A New Scaled Inverse Modeling Method to Estimate Hydraulic Parameter Variations in a Deep Vadose Zone

Simulating flow and transport in the deep vadose zone requires accurate estimation of three-dimensional hydraulic parameter variations based on limited field and laboratory data. Traditional inverse modeling methods that are commonly used to establish parameter fields usually suffer such limitations as: 1) need of assumption of material homogeneity; 2) large computation times that rise with the number of “free” parameterse; 3) strongly correlated parameters resulting in equifinality problems and “unreasonable” final parameters at predefined minimum or maximum values. In this research we develop a new scaled inverse modeling method with which hydraulic parameters are not optimized directly, instead, output from site-specific and other pedotransfer function are bias corrected by optimizing parameter a and b in the equation: ξi’= ai + biξi where ξi’ and ξi refer to the ith hydraulic parameter after and before optimization.
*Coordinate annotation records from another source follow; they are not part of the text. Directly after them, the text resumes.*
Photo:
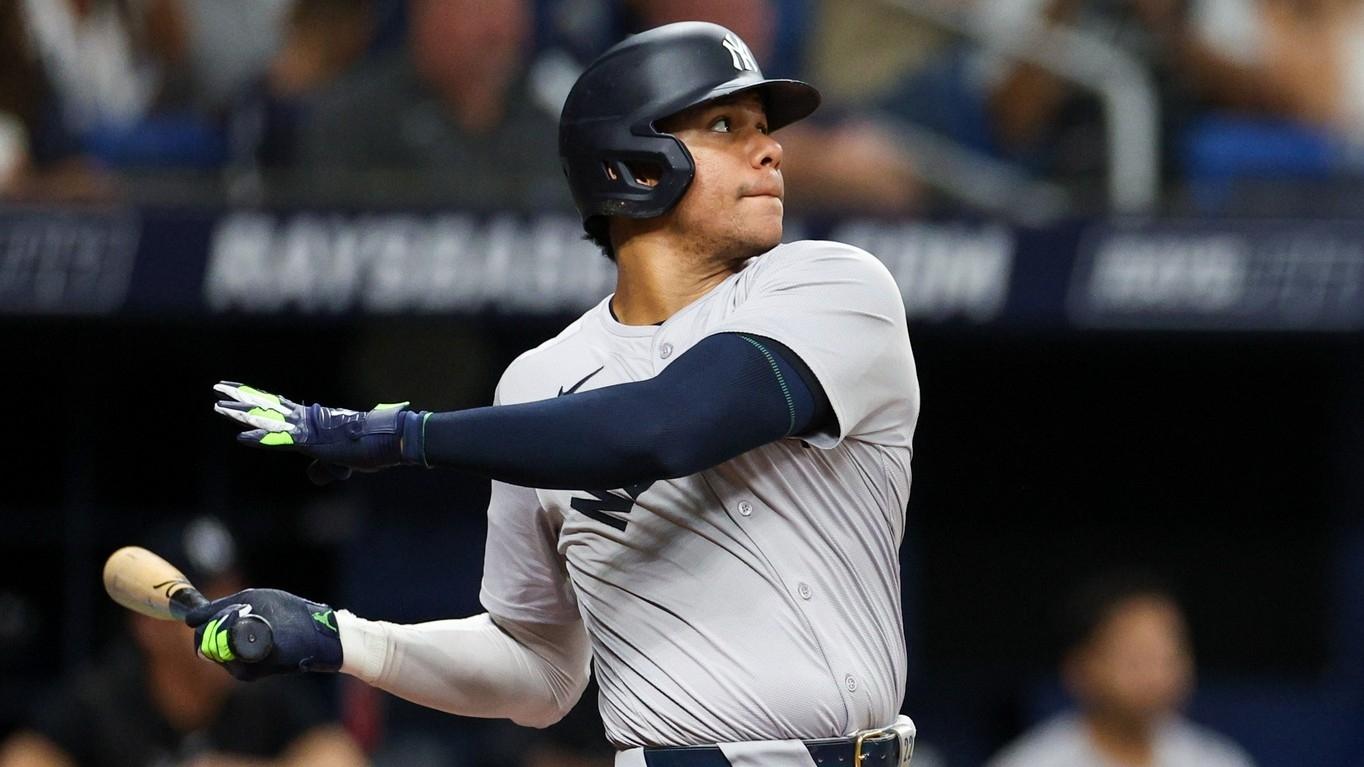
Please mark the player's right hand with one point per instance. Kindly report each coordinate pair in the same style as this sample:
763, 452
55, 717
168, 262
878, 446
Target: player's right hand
340, 440
306, 635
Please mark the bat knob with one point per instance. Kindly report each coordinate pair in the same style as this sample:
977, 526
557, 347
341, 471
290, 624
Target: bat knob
251, 639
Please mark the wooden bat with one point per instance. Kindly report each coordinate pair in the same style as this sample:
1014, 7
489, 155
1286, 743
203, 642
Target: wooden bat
145, 583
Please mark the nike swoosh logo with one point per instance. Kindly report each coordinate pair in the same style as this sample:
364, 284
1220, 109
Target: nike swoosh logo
574, 388
325, 618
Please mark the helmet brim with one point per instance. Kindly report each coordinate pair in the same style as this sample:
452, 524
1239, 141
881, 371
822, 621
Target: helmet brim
784, 100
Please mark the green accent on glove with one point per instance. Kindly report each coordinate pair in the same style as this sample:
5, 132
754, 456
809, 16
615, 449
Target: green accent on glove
214, 644
325, 617
266, 396
272, 415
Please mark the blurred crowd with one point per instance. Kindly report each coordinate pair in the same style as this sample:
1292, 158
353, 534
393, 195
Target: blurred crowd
929, 104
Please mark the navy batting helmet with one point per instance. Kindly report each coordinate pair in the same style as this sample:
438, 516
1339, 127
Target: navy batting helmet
609, 119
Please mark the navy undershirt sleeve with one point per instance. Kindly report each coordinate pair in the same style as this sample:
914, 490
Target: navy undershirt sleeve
727, 395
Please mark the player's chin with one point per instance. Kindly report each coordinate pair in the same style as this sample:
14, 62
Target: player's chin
764, 221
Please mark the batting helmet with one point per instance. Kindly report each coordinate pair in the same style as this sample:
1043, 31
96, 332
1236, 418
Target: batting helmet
609, 119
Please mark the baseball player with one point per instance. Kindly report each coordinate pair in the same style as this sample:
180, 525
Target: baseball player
699, 485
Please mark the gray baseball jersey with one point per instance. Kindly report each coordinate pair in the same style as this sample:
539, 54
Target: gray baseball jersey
759, 599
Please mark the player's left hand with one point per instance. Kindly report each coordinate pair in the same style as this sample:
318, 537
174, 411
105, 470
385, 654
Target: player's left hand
306, 636
340, 440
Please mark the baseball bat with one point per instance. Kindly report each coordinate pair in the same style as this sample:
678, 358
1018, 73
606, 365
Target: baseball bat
145, 583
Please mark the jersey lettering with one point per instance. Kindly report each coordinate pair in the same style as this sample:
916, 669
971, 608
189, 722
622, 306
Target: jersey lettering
610, 502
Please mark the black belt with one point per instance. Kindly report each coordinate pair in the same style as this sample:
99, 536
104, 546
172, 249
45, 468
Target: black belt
881, 752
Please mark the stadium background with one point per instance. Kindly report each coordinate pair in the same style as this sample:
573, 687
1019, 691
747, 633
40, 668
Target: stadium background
1147, 359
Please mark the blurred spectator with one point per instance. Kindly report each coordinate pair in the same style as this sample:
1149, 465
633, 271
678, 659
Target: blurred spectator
32, 163
153, 702
1295, 63
453, 115
321, 40
1130, 668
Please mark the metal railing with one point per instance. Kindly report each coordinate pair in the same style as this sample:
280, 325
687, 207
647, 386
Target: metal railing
1121, 82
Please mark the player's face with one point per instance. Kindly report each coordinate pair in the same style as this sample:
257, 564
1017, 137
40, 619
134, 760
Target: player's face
733, 209
1138, 666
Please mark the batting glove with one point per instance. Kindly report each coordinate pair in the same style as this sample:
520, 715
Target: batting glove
306, 636
340, 440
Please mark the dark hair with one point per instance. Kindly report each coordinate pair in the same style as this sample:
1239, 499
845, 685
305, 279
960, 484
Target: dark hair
599, 231
1095, 601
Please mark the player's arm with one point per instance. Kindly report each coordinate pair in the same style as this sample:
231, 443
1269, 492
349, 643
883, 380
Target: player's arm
727, 395
479, 666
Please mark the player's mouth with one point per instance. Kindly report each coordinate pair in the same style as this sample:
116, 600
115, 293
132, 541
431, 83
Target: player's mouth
768, 191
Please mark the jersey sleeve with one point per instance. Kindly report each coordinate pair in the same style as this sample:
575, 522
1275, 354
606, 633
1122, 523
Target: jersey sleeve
524, 577
840, 311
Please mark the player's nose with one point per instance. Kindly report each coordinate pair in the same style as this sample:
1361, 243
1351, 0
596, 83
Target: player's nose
767, 152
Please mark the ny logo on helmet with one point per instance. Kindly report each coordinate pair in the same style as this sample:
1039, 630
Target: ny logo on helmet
739, 53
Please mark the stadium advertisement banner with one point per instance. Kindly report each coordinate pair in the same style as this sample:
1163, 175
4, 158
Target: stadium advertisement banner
1106, 275
1246, 276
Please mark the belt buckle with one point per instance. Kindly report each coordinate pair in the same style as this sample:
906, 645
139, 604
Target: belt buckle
865, 736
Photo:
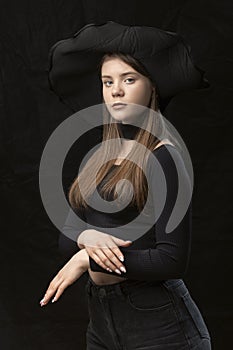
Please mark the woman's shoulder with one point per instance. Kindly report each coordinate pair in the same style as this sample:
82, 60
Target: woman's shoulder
168, 154
163, 142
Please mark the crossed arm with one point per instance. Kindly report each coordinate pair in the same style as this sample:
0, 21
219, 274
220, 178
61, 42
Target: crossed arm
167, 259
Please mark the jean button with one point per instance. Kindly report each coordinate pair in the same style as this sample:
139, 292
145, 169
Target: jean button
102, 292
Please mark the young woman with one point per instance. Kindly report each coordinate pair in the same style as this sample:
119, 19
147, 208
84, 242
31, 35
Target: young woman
136, 296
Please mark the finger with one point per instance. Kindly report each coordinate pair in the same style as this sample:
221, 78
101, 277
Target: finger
60, 291
50, 291
120, 242
99, 261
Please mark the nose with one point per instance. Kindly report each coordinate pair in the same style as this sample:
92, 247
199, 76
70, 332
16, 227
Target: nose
117, 90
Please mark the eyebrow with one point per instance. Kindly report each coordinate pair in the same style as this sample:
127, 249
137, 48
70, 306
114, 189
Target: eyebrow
121, 75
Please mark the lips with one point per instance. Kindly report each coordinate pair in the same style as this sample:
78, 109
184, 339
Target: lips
117, 105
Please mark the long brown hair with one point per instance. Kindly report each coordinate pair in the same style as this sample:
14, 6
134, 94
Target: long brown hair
129, 170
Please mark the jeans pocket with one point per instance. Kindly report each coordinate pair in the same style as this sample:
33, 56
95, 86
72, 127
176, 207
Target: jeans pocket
149, 297
195, 315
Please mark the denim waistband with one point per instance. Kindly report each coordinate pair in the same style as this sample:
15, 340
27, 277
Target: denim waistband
125, 286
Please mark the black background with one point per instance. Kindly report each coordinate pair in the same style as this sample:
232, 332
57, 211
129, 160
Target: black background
30, 112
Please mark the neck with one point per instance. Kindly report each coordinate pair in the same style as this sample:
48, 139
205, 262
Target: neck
128, 131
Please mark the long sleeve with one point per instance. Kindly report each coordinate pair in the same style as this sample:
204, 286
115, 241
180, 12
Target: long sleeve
169, 257
70, 232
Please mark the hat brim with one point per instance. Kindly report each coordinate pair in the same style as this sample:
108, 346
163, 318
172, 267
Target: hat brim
73, 63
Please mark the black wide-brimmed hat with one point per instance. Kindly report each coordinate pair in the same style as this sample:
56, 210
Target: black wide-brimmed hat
73, 63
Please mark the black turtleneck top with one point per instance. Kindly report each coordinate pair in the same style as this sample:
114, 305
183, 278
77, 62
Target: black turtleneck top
156, 255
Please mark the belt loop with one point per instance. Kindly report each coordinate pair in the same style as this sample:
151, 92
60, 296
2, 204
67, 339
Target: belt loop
88, 287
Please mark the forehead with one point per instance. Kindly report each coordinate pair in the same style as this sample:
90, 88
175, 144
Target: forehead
115, 63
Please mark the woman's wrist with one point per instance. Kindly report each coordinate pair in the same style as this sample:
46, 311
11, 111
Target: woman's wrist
83, 259
82, 239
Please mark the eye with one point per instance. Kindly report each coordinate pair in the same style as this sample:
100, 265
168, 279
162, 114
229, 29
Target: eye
130, 80
107, 83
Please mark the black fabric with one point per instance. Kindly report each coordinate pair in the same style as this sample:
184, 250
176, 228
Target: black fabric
74, 74
30, 112
156, 255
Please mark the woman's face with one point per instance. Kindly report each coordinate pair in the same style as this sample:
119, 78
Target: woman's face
125, 91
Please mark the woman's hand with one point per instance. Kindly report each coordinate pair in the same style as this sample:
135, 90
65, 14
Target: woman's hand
103, 248
70, 272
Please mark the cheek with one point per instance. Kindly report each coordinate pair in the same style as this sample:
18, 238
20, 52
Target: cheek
105, 95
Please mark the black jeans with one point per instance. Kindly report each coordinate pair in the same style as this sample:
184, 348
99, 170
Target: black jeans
140, 315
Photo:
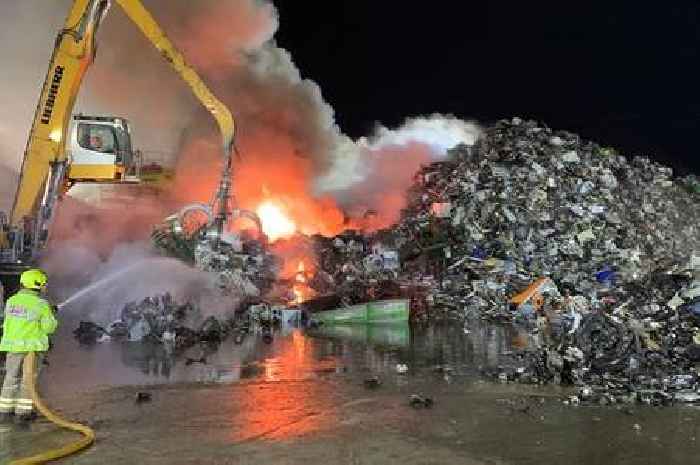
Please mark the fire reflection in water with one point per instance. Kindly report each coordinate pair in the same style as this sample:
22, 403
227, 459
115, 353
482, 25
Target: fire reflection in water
289, 403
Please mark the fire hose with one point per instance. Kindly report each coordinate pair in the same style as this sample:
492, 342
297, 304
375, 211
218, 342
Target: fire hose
88, 438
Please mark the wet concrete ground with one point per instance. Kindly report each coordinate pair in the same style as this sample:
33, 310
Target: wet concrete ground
302, 400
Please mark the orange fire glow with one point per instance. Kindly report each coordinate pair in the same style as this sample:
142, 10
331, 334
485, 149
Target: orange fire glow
275, 223
302, 291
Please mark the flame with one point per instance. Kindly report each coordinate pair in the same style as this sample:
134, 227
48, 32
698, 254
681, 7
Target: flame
275, 223
302, 291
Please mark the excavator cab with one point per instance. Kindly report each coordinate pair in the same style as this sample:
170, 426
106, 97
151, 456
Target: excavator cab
100, 150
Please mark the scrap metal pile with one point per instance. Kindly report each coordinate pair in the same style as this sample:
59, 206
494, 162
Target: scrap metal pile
593, 255
242, 264
615, 237
157, 319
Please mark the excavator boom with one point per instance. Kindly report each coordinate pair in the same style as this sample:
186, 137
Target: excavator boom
46, 166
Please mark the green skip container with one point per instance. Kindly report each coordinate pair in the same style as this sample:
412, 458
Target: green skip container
380, 311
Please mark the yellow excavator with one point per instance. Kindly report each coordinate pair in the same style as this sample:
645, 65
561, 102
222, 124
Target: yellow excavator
65, 149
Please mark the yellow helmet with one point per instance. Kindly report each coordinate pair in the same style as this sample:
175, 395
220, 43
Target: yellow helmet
33, 279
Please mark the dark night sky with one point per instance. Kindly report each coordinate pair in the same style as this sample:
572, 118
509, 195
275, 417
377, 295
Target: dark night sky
621, 73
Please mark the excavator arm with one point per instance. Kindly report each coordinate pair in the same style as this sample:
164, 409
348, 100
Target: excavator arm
45, 164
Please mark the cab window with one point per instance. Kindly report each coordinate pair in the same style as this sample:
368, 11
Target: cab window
97, 137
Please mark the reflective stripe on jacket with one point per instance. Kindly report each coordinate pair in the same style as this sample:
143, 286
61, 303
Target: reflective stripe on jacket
28, 322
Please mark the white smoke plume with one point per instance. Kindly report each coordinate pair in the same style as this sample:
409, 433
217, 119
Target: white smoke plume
283, 122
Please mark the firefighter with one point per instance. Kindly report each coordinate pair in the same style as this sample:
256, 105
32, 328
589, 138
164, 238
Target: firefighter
29, 320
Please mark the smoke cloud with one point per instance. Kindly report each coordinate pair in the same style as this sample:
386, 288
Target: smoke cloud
292, 149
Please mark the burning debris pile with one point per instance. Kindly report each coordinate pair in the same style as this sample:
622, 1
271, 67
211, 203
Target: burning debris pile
242, 263
613, 314
157, 319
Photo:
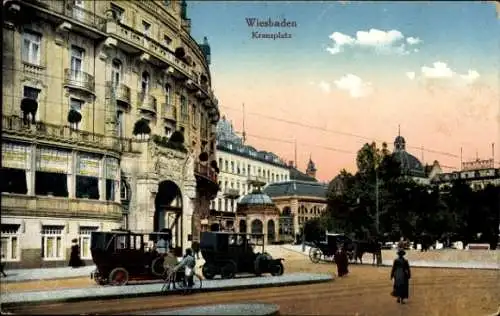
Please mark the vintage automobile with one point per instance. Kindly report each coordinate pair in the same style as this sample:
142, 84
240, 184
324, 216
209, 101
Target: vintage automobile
122, 256
326, 249
227, 254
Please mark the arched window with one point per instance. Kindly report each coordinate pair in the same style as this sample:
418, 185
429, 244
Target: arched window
116, 73
168, 91
145, 82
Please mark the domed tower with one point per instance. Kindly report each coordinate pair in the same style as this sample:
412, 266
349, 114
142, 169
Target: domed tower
311, 168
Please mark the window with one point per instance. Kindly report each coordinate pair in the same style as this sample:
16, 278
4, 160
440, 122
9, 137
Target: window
10, 242
52, 242
87, 187
117, 12
119, 123
116, 73
31, 48
184, 108
146, 27
167, 40
145, 82
77, 56
75, 105
51, 183
168, 131
168, 90
84, 241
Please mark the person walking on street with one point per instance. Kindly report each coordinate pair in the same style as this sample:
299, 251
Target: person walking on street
401, 274
75, 260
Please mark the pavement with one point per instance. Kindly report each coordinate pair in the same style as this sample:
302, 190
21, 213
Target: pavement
113, 292
415, 263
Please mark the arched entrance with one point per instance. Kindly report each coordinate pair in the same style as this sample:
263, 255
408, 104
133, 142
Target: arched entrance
271, 231
257, 226
168, 211
242, 226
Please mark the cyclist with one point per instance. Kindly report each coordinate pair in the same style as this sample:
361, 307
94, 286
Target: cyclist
188, 263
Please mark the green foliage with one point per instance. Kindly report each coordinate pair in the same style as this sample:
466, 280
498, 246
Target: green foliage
407, 208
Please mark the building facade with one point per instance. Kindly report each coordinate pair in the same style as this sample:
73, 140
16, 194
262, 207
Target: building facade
298, 200
242, 170
477, 174
108, 122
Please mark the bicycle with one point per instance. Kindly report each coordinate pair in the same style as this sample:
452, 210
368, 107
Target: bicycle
177, 280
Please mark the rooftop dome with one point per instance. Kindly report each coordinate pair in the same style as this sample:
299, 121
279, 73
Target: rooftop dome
410, 165
256, 198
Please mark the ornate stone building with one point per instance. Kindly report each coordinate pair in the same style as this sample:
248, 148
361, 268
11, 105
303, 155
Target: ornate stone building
242, 169
298, 200
108, 121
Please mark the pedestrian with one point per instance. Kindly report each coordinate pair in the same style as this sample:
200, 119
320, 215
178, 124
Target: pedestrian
401, 274
342, 261
75, 260
196, 249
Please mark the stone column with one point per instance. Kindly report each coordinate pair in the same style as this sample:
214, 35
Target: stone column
143, 213
294, 208
72, 175
31, 171
102, 180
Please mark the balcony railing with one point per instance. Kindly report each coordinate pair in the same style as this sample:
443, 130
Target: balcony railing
146, 102
205, 171
121, 92
52, 132
68, 9
231, 193
55, 206
257, 180
169, 112
154, 48
79, 80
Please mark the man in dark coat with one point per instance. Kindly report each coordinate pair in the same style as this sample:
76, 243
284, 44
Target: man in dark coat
342, 262
401, 274
74, 259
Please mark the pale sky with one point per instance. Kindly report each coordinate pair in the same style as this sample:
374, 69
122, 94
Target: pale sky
358, 69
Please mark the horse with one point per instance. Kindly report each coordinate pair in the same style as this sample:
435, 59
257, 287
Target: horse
362, 247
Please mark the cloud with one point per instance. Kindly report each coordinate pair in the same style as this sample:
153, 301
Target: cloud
438, 70
413, 40
411, 75
353, 84
325, 86
441, 70
392, 41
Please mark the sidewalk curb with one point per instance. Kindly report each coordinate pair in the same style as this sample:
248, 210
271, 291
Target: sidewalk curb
159, 293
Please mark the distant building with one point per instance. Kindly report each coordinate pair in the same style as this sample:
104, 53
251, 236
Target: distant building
242, 170
478, 174
300, 199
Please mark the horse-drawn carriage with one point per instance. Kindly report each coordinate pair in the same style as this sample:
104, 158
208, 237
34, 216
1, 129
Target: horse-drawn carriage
227, 254
326, 249
122, 256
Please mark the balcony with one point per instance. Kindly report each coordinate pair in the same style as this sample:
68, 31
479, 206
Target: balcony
146, 102
169, 112
133, 41
257, 181
67, 9
231, 193
59, 207
121, 92
76, 79
206, 179
14, 125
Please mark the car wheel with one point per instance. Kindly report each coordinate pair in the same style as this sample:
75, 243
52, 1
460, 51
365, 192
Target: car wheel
277, 269
228, 271
118, 276
208, 271
157, 267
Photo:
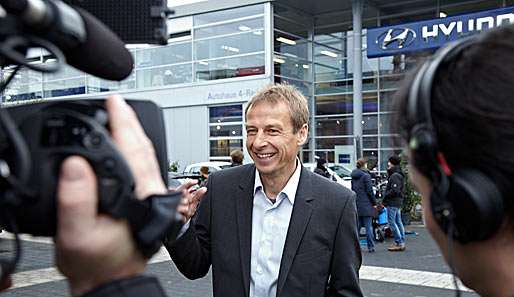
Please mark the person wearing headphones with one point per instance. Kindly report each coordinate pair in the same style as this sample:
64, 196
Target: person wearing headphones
459, 130
95, 252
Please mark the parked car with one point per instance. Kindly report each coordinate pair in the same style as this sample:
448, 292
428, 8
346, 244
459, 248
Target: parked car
213, 166
334, 176
342, 171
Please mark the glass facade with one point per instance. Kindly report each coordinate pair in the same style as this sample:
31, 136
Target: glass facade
225, 131
314, 53
216, 45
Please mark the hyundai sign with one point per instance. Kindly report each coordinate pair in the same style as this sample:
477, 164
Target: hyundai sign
432, 34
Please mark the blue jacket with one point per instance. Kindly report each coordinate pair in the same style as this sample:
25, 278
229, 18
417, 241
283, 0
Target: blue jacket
361, 185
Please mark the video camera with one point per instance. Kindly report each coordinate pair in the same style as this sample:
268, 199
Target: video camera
35, 138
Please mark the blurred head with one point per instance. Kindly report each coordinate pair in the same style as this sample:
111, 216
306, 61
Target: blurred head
321, 163
472, 110
361, 163
276, 127
393, 160
204, 170
237, 156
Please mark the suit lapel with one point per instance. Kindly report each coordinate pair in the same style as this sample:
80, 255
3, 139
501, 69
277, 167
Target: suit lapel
244, 207
300, 217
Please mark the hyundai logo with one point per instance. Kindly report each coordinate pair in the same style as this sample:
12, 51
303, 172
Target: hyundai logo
396, 38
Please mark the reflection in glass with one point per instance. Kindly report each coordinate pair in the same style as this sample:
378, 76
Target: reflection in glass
224, 46
334, 126
225, 130
223, 147
226, 113
291, 46
230, 67
390, 142
292, 68
163, 55
65, 87
386, 123
370, 125
337, 104
329, 143
163, 76
230, 28
223, 15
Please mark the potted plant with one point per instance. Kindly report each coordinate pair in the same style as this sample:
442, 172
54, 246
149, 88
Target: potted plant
410, 197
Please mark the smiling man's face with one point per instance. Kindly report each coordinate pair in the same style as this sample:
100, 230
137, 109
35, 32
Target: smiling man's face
271, 142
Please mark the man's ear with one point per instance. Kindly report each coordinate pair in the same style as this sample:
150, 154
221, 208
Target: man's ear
302, 134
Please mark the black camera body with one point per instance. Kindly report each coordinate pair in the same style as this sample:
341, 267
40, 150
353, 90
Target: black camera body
54, 130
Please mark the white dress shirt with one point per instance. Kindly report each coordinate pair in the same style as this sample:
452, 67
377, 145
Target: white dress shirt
270, 222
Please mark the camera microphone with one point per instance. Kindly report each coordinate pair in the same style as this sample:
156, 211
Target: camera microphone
87, 43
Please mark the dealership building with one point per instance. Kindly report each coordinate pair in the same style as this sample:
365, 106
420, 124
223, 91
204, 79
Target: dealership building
347, 57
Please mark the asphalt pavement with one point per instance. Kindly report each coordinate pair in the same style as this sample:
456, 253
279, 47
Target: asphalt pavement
383, 274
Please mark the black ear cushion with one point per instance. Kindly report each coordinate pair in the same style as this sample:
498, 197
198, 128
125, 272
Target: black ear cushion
477, 205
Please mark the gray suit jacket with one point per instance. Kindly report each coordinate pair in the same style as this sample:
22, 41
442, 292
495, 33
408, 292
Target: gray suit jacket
321, 255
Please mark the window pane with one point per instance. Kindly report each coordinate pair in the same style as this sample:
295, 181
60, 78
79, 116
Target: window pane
370, 142
390, 82
254, 25
338, 104
387, 101
291, 46
225, 114
162, 76
65, 72
225, 130
230, 67
369, 102
304, 87
386, 123
345, 86
390, 142
293, 68
95, 84
229, 46
329, 143
334, 126
223, 147
370, 125
169, 54
65, 87
224, 15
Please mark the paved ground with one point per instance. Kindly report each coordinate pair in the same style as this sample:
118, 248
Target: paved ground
419, 272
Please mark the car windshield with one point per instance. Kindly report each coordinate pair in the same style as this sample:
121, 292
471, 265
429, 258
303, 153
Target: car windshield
340, 170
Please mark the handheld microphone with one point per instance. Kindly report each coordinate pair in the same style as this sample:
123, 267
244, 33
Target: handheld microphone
87, 43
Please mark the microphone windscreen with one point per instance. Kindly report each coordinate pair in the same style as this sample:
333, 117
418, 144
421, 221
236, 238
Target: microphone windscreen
103, 54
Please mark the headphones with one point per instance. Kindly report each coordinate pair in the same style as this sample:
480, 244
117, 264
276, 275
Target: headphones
465, 203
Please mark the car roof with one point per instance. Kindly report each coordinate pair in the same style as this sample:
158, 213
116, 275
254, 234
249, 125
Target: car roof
210, 163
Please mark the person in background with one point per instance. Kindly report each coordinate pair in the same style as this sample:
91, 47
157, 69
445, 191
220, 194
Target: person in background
241, 225
393, 200
321, 168
236, 156
204, 176
95, 252
366, 202
466, 177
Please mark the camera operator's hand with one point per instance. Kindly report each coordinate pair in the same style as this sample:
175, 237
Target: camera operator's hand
91, 248
191, 197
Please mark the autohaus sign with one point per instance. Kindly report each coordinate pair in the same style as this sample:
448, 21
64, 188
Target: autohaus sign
432, 34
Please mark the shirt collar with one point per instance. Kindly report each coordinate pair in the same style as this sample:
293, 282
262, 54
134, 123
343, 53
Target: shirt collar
290, 188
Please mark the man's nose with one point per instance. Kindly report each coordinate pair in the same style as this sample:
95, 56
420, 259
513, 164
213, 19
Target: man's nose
260, 139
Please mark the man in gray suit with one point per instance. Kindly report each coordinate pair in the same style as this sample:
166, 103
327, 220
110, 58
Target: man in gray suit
273, 228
In our case there are 5 hydraulic parameters (residual water content θr, saturated water content θs, van Genuchten parameter α and n, and saturated hydraulic conductivity Ks), each has a pair of a and b (i.e.10 parameters in total). Then the optimized a and b can be used to calibrate hydraulic parameters for each point via the above equation. Our results indicate the lowest estimation bias and uncertainty, and the most accurate representation of observed variations in water content, compared to other methods such as traditional inverse modeling, Bayesian Updating and site-specific PTFs, are achieved with this advanced inverse modeling (decrease RMSE by 64%). The new method also possesses such advantages as: 1) no need of assumption of simplified homogeneous layers; 2) reduce number of calibrated parameters (from 25 to 10) so save computer time; and 3) optimize hydraulic parameters of each point so represent 3-D heterogeneity and variations across the site.